The very moment Ben’s creative mindset whirs and pops, that’s when Novak’s intuition reaches a high plateau. Peak craftiness, without falling into a typical comedy trap. His finger stays firmly on the trackpad, in shifting from mildly satirical to dark and visceral. Often at breakneck speed, illustrated at the start as Ben hobnobs with John Mayer at a riverside party. That contrast of elitism versus naivety best describes Novak’s fish-out-of-water demeanor, humbled if not cautious to shove Ben out of his comfort zone. Once both feet settle in the arid oil-drilling community Abilene had called home, Ben’s playfulness kicks in, going full detective, shaping his ex’s family into beacons of culture shock. And he’s the one being jolted, at a dull level.

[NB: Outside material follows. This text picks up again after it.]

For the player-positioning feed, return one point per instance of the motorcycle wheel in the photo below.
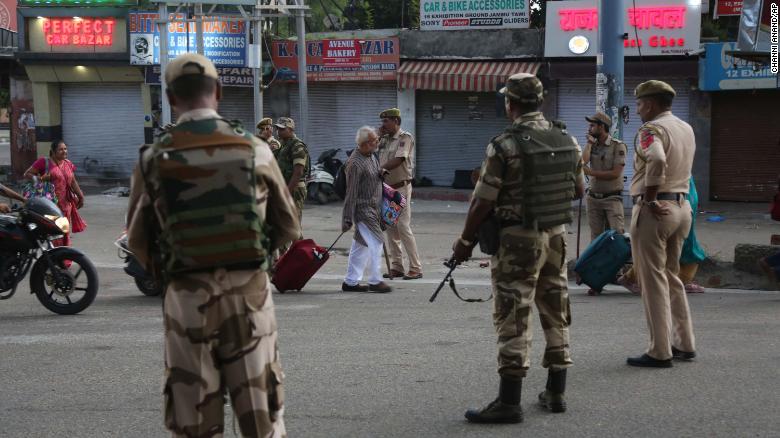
(148, 287)
(66, 291)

As Ben traverses through his small-town setting, he considers everyone a person of interest, suspect or no. Holbrook’s Ty exudes lowbrow charm, the voice of reason against mother Sharon (J. Smith-Cameron), little brother El Stupido (Elli Abrams Shaw), and sisters Paris (Isabella Amara) and Kansas City (Dove Cameron). They all welcome Ben in with most open arms, regardless of a social-political disconnect and beaming stereotypical pride. The whole “Everything’s bigger in Texas” ideal, which Ben flips on its head while continuing to gather interviews. Conversations with conflicting police groups, shrewd drug dealer Sancholo (Zach Villa) and record producer Quentin (Ashton Kutcher). The latter’s life philosophy and experience with Abilene in building her singing career test Ben’s wavering patience, pegging down both a killer and the heart of his story all at once.

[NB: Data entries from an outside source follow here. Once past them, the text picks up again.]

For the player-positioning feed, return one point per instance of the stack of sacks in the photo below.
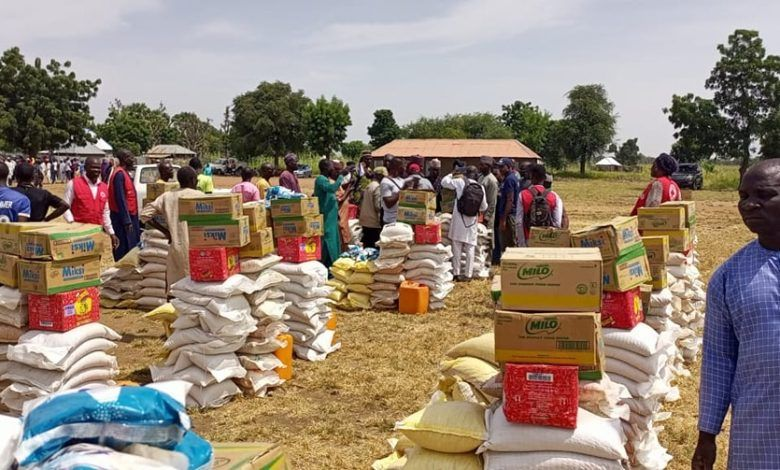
(311, 320)
(214, 321)
(431, 265)
(642, 360)
(45, 362)
(395, 243)
(160, 436)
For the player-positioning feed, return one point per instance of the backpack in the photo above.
(471, 199)
(540, 214)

Everything Novak keeps his eye on, often multiple ideas sharing the same frame, only further broadening his skill as a director. He’s had enough practice with television directing on a minimal basis, so he’s never in over his head with his myriad procedures. He keeps his cast much grounded, busy, and never lackadaisical with portraying the surface strains of red state culture. It gives Cameron her wittiest character to date, and Kutcher his most mature, his tightest grip on the cynical. They all bolster his own performance, helping him maintain a level composure, even while nail-bitingly nervous.

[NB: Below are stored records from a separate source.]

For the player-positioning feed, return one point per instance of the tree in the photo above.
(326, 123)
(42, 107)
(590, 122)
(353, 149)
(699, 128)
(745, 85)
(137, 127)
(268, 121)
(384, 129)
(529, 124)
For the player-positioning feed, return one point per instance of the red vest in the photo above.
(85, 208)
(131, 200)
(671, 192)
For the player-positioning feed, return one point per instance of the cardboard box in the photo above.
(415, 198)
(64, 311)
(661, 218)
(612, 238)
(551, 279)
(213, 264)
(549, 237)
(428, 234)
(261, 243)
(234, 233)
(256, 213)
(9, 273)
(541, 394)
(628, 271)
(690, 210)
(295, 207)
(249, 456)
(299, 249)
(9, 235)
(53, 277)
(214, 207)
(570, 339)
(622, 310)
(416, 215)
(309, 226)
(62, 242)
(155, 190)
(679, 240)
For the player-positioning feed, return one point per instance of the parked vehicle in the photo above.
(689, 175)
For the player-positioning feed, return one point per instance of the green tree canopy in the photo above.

That flighty attitude does admittedly dull the sting of odd revelations in the latter half, abandoning Novak’s more sociological viewpoint in favor of a slightly stock finish line, with a fleeting Tarantino-like strain. That might not fit Novak’s developing brand just yet, heads left scratching over whether the story justifies its darker twists in conjunction with its more profound statement of truth amid a shrinking cross section of Americana.

Well bolstered in visual strengths by DP Lyn Moncrief (Unhuman), and in aural charm by composer Finneas O’Connell (Turning Red), Novak keeps his attention tight, deep, and beguiling. Even as he loses himself in the whole whodunit aspect, struggling to find his exit point without the need for added esoteric hearsay. Vengeance plays best to chart the waters of cultural defragmentation, itemizing every trait of a community, large or small as if they were bullet points, instead of attributes to be found in an actual location. Novak rigs his first significant step in filmmaking to leave the questions he proposes very open-ended. Despite not completely landing the Texan bullseye in the same place he took off from, I feel what he has to say next from a feature perspective will be loud, perplexing, and warmly inviting. (B; 3.5/5 Horns Up!)

Vengeance opens in theaters July 29; rated R for language and brief violence; 107 minutes.